At Care Images, we want to engage with people representing all sections of our communities. Aside from the wide and varied list of photographers and models who work on our library, we are also working with aspiring writers for our blog.
And it is with great pleasure that we welcome Maiya Keidan, a young journalism graduate from Canada currently residing in London whose first posting gives a good insight into the effects of the government cuts in the UK.
When the latest UK government was installed, we were warned: expect widespread cuts across all sectors. The reason? A £160bn debt needed to be substantially reduced. Well, the government has certainly stayed true to that promise. We’ve seen budgets for housing and child benefit downsized as well as massive hacks to funding of academic disciples like scientific research.
Fears of how cutbacks will affect various sectors are rampant throughout the country and the latest worries have been emphasized by projections compiled by Age UK. The organization examined the ramifications of a proposed four-year initiative to cut care services by 7% and found that 250,000 people would be left without essential support.
Though I wouldn’t dream of criticizing this slash-and-burn style, I do feel comfortable railing against this recent trend to blast the underprivileged. And with Age UK to attest to the hit to seniors, there’s no denying that this is exactly where policy is moving—targeting the disadvantaged.
I’m not the only one who’s worried for the health and safety of this segment of the population. The Local Government Association (LGA) has written to local MPs that councils across the country will be instructed to axe critical resources for patients in care. Senior citizens—those who rely on these services to wake up in the morning, get washed, fed and dressed—face the threat of losing these fundamental home services, they reminded the local government representatives.

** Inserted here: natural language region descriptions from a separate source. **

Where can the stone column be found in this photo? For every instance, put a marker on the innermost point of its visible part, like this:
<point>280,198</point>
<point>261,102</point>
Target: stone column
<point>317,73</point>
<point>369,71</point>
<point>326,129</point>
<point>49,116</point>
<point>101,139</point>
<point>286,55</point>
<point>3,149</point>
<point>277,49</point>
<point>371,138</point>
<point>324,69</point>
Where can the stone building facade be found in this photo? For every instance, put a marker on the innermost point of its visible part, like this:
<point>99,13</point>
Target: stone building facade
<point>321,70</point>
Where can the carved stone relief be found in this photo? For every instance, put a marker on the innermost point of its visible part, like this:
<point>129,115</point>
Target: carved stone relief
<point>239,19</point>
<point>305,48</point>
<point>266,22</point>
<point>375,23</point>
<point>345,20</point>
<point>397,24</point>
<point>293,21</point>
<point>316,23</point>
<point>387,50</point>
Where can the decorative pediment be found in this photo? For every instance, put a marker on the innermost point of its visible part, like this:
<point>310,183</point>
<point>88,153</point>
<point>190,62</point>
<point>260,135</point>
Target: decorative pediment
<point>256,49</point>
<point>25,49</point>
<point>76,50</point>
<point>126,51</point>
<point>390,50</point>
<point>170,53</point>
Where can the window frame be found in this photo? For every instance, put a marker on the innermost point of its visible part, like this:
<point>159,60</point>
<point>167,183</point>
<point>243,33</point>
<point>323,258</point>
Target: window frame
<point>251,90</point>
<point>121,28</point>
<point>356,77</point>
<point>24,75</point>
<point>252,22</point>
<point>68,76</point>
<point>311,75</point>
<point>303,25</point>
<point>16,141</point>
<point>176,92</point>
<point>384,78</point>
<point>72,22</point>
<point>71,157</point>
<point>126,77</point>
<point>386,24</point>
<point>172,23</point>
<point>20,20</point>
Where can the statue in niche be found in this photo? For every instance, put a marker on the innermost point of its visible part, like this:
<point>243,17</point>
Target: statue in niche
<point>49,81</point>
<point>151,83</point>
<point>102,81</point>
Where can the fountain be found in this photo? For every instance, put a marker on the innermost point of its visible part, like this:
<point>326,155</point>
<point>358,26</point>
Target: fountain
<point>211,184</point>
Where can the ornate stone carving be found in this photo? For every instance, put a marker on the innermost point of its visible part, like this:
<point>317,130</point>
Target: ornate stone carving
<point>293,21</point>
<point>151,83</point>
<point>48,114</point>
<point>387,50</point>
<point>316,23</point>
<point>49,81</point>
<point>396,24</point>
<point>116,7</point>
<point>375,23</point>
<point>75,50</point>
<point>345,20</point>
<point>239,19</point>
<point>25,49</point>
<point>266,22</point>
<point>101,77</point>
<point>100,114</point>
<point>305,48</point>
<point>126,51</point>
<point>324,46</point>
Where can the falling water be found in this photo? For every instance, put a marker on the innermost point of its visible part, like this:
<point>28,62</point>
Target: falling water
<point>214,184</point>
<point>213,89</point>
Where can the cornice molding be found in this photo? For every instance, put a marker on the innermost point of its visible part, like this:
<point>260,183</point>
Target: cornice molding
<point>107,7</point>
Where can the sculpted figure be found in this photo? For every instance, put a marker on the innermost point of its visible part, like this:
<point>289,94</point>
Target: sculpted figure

Many of these elderly people suffer from Dementia, Parkinson’s or Diabetes and rely on their care workers to maintain their physical and emotional health.
Andrew Harrop, director of policy and public affairs for Age UK, said that in addition to alleviating loneliness, “It is a health and safety service helping them to get up in the morning, making sure they are OK in the evening”.
Is our governing body so heartless that it plans to extract these services from the homes of such needy people? It appears so.
We could be witnessing the beginning of the end of these services, warned the LGA. My question is why must this group of individuals take such a hard hit? They are our Grandmothers and Grandfathers. They were productive members of society all through their lives. Now, they are to be abandoned—cast out like rubbish.